Широко раскрытыми от страха глазами он смотрел на своих вчерашних дружков, сидевших на корточках и язвительно рассматривавших его.
— Ты нас слышишь, Жюль? — спросил Нибе.
— Сжальтесь!.. — прокричал пленник.
Но Нибе мало волновала подобная просьба.
— Он понимает, порядок! — сказал он. — Я за соблюдение формальностей. Я не захотел бы его судить, если бы он не смог защищаться. Таких вещей быть не должно!
И, оборачиваясь к своим дружкам, чтобы получить их одобрение, тюремный охранник продолжил:
— Борода, тебе слово! Давай!.. Объясни-ка нам, почему его судят! Скажи-ка нам, в чем его обвиняют…

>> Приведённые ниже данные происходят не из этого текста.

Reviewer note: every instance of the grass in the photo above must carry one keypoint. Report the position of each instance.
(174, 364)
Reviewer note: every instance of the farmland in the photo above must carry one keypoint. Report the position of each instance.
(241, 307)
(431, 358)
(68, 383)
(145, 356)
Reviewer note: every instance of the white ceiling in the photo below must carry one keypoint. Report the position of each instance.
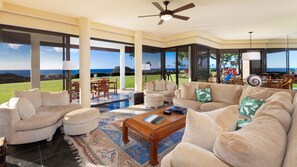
(225, 19)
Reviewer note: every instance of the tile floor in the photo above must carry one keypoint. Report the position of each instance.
(56, 153)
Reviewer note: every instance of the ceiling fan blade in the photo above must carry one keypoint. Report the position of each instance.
(158, 6)
(181, 17)
(148, 16)
(191, 5)
(160, 22)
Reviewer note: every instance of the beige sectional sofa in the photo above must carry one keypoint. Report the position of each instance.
(163, 87)
(33, 115)
(269, 140)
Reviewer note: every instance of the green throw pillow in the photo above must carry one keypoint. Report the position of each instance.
(242, 123)
(203, 95)
(249, 106)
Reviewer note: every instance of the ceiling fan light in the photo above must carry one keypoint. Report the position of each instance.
(166, 17)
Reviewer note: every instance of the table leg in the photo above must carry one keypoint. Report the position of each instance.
(125, 133)
(153, 153)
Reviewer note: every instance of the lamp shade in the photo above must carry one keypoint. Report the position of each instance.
(251, 56)
(146, 67)
(69, 65)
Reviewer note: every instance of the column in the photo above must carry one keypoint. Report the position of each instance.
(1, 4)
(245, 68)
(84, 60)
(35, 62)
(138, 61)
(122, 68)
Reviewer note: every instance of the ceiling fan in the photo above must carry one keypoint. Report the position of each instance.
(166, 14)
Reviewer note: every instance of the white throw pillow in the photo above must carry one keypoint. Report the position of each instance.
(33, 95)
(149, 86)
(160, 85)
(202, 129)
(170, 85)
(23, 106)
(55, 98)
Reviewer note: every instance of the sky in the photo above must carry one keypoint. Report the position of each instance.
(17, 57)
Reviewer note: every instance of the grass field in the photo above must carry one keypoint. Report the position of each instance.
(8, 90)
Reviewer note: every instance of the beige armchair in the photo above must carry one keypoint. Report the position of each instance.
(163, 87)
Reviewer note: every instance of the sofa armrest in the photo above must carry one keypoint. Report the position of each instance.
(186, 154)
(177, 93)
(8, 120)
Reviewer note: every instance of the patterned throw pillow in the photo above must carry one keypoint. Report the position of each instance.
(203, 95)
(242, 123)
(249, 106)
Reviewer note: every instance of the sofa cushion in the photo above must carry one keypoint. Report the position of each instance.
(33, 95)
(213, 106)
(45, 116)
(188, 91)
(196, 133)
(203, 95)
(149, 86)
(249, 106)
(291, 156)
(225, 93)
(55, 98)
(225, 117)
(286, 95)
(192, 104)
(243, 122)
(280, 101)
(217, 121)
(277, 112)
(166, 93)
(160, 85)
(261, 143)
(170, 86)
(255, 93)
(23, 106)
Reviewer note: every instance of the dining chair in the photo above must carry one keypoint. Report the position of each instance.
(114, 85)
(273, 83)
(103, 87)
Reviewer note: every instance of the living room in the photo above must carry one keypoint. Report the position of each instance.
(209, 46)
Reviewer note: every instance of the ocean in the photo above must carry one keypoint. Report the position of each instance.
(26, 73)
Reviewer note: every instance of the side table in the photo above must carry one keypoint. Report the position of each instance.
(3, 146)
(137, 97)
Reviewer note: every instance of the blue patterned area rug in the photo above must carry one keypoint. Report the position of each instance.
(104, 147)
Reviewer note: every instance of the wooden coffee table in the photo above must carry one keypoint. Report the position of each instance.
(154, 133)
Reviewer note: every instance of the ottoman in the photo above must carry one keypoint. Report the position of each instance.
(154, 100)
(81, 121)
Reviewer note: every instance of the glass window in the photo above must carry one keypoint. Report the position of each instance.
(151, 56)
(212, 65)
(202, 64)
(276, 61)
(229, 64)
(130, 67)
(51, 73)
(170, 64)
(183, 64)
(293, 62)
(15, 65)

Борода, шагавший взад-вперед между странным судом и несчастным «обвиняемым», уже полумертвым, неспособным произнести ни слова, сформулировать какую-нибудь логическую мысль, принял самодовольную позу и начал свою обвинительную речь следующими словами:
— Жюль, разве мы тебя когда-нибудь обижали? Разве мы устраивали тебе когда-нибудь ловушки? Разве мы обманывали тебя, когда делились? В конце концов, можешь ли ты нас в чем-нибудь упрекнуть? Нет?.. И потом, мне кажется, ты нас достаточно знаешь, чтобы быть уверенным, что это не в наших привычках. Правда? Значит, теперь я скажу, почему мы имеем на тебя зуб… Перво-наперво, ты единственный… Ты слышишь? И не нужно будет сейчас врать… Ты единственный, кто мог перебежать нам дорогу в деле княгини Данидофф… Согласен?

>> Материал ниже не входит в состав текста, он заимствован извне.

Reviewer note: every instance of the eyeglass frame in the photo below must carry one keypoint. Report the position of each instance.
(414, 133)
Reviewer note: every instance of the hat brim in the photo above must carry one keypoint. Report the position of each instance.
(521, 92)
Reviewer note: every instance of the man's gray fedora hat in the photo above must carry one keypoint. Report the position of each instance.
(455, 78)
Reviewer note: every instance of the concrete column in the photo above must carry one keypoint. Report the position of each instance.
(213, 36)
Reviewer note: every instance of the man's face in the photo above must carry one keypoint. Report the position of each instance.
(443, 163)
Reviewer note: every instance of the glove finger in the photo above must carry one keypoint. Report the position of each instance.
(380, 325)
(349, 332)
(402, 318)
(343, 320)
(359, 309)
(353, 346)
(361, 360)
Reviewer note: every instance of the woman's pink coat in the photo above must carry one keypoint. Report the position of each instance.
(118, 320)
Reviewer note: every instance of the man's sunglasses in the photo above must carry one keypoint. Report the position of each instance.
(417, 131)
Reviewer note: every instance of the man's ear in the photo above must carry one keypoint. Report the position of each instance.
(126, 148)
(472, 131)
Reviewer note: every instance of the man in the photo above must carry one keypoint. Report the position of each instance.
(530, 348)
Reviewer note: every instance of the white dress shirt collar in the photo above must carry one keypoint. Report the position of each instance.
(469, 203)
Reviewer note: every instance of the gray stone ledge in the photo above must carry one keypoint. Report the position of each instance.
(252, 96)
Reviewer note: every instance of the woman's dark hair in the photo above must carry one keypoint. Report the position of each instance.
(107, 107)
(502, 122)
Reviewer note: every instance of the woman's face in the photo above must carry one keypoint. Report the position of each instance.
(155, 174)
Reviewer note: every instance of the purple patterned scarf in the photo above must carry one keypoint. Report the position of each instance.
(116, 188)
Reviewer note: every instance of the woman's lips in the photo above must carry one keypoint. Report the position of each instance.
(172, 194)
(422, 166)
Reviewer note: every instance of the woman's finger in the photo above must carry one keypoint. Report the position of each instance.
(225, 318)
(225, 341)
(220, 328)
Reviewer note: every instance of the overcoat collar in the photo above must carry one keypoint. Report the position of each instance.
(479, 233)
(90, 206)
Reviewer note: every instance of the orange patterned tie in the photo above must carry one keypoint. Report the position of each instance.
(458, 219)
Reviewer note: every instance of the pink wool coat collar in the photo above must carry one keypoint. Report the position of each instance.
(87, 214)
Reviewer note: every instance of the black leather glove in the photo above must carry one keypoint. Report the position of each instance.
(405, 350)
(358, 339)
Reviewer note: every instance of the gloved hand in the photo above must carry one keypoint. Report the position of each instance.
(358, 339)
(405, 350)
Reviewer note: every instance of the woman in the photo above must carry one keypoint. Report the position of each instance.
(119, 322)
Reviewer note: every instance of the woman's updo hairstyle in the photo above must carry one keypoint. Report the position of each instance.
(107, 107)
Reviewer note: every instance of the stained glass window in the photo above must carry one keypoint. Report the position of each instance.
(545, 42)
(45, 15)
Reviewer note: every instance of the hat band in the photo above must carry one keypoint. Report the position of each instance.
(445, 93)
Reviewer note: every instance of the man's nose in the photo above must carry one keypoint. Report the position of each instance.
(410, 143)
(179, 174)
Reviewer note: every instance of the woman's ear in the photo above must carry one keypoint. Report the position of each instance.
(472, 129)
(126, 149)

Голосом, который едва можно было разобрать, Жюль ответил:
— Борода, я тебя не понимаю! Я ничего не сделал. В чем вы меня упрекаете?
Борода не спешил.
Стоя перед пленником с развязным видом — одна рука в кармане, другая поднята в трагическом жесте, он обратился за поддержкой товарищей.

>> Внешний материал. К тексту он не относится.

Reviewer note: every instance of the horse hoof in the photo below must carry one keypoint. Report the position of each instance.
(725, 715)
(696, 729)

— Ну вот! — заявил он. — Господин не понимает. У него даже не хватает смелости быть откровенным!
И, поворачиваясь к Жюлю, продолжил:
— Хорошо! Я тебе сейчас объясню! Ты ведь должен был состряпать дельце о краже драгоценностей дамочки? Ну и что ты сделал? Мне что, тебе напомнить?.. Вместо того, чтобы помочь нам, что ты, кстати, клятвенно обещал, ты все подгреб под себя!.. Иначе говоря, ты, наверное, снюхался с такими же лакеями, как ты сам, которые прислуживали на балу, ты обобрал дамочку, и, таким образом, тебе не пришлось делиться с нами. И нам всем ничего не досталось! Ну, просто, ни фига! Доказательство этого, как и того, что у тебя есть дружки, которые нам не известны, то, что вчера кто-то смог вытащить тебя из полицейского участка. И это были не мы… Но я возвращаюсь к ограблению княгини. Уж ты, наверное, тогда посмеялся? Что же ты хочешь? Теперь наша очередь! Сейчас ты больше не смеешься… Знаешь, как называется то, что ты сделал?
Тем же сдавленным голосом Жюль снова выкрикнул:
— Но это неправда! Я клянусь…
Борода даже не слушал его.
— Никто из корешей, — заявил он, — не может меня опровергнуть… Вести себя так, — значит предать. Ты предал банду Цифр! Что ты можешь на это ответить?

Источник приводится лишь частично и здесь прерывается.